Paytm CEO says data protection bill ‘well articulated’, calls it ‘progress of our digital economy’
The Digital Personal Data Protection Bill, 2023, curbs the misuse of personal information by online platforms.
Paytm founder and CEO Vijay Shekhar Sharma on Friday took to X (formerly Twitter) to praise the Digital Personal Data Protection Act, stating that it has been “well articulated” and that “it is progress for India's digital economy,” tagging Union minister Rajeev Chandrasekhar and the IT ministry.
“Digital Privacy and Data Protection law passed in parliament catapults us towards a strong Trillion $ #DigitalIndia economy. It is very well articulated, detailed and built by @Rajeev_GoI and India’s technology ministry @GOI_MeitY. This is exactly the kind of progress of our digital economy in the last 10 years, that inspires entrepreneurs to build for India, in India,” Sharma said.
Paytm, founded by Vijay Shekhar Sharma in 2010, is a multinational financial technology company that allows digital payments and other financial services.
The Digital Personal Data Protection Bill, 2023, which curbs the misuse of personal information by online platforms, received assent from President Droupadi Murmu on Saturday to become a law after being passed in both the houses of the Parliament, during the recently concluded Monsoon Session.
Truecaller CEO on Data Protection Bill
After the bill was passed in both Houses of Parliament, the co-founder and CEO of Truecaller, Alan Mamedi, issued a statement saying their company “welcomes the new data protection bill” and that the provisions of the bill are a “great addition” to their mission of providing a safer experience for customers. Truecaller is mostly used for 'caller identification' purposes and requires a standard mobile number for registration with the service.

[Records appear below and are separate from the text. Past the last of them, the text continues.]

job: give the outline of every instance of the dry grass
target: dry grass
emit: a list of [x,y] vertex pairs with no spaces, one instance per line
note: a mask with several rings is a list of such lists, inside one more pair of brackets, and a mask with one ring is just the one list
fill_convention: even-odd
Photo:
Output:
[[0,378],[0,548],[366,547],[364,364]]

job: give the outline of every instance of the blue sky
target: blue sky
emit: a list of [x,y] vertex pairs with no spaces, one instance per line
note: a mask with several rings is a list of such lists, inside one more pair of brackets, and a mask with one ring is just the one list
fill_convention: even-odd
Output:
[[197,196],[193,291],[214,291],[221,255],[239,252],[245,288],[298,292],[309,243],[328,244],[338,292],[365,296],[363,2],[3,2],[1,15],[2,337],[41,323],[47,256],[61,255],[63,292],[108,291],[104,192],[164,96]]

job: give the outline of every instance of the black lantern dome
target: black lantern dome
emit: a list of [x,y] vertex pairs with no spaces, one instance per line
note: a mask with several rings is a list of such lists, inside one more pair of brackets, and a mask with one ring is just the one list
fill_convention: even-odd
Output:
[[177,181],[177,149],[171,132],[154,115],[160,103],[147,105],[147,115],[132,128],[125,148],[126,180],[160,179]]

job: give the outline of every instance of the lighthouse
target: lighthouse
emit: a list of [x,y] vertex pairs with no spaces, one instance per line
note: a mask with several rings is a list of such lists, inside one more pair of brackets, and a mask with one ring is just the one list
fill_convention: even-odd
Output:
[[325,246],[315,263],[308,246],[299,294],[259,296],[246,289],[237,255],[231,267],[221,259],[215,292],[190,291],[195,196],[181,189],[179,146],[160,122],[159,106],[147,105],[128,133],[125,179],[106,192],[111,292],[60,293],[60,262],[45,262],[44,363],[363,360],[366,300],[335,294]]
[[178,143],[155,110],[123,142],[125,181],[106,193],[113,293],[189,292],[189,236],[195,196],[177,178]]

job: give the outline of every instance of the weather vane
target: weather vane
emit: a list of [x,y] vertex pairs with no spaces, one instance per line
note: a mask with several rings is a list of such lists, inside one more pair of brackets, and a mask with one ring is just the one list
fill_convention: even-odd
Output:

“We welcome the new Digital Personal Data Protection Bill in India that provides a modern, straight-forward and comprehensive privacy framework. Truecaller has been helping Indian consumers to have a safer experience for the past 14 years with GDPR-like rights to protect the consumer, and we believe that the Digital Personal Data Protection Bill is a great addition to that mission across the whole Internet. We stay committed to our mission of making communication safe in India and around the world and will comply with all provisions of the upcoming regulations. We are positive about the bill, which provides clarity and long-term conditions, and our assessment remains that the new law will not affect the user experience in any significant manner,” Alan Mamedi said in his statement.
A quick look at provisions of Digital Personal Data Protection Act
-The Digital Personal Data Protection (DPDP) Act aims to safeguard the privacy of Indian citizens and penalty of up to ₹250 crore on platforms misusing or not securing digital data of the individuals.
-The law outlines how companies should handle users' data stating that the government can ask companies for information and instruct content blocking based on advice from a data protection board appointed by the Union government. Users also have the right to correct their personal data.
-It defines ‘personal data’ broadly, covering information identifying an individual, and ‘digital personal data’ refers to personal data in digital form.
-The law amends the Right to Information Act of 2005 (RTI), removing exemptions on disclosing personal information for public interest. The current RTI Act lets public authorities disclose personal information, like officials' salaries, when it serves public interest.
-Union minister of information and technology Ashwini Vaishnaw, addressing the Lok Sabha, had said that the bill imposes obligations on private and government entities regarding every citizen's data collection and processing. Vaishnaw added that the bill had undergone substantial public consultation before being presented in the House.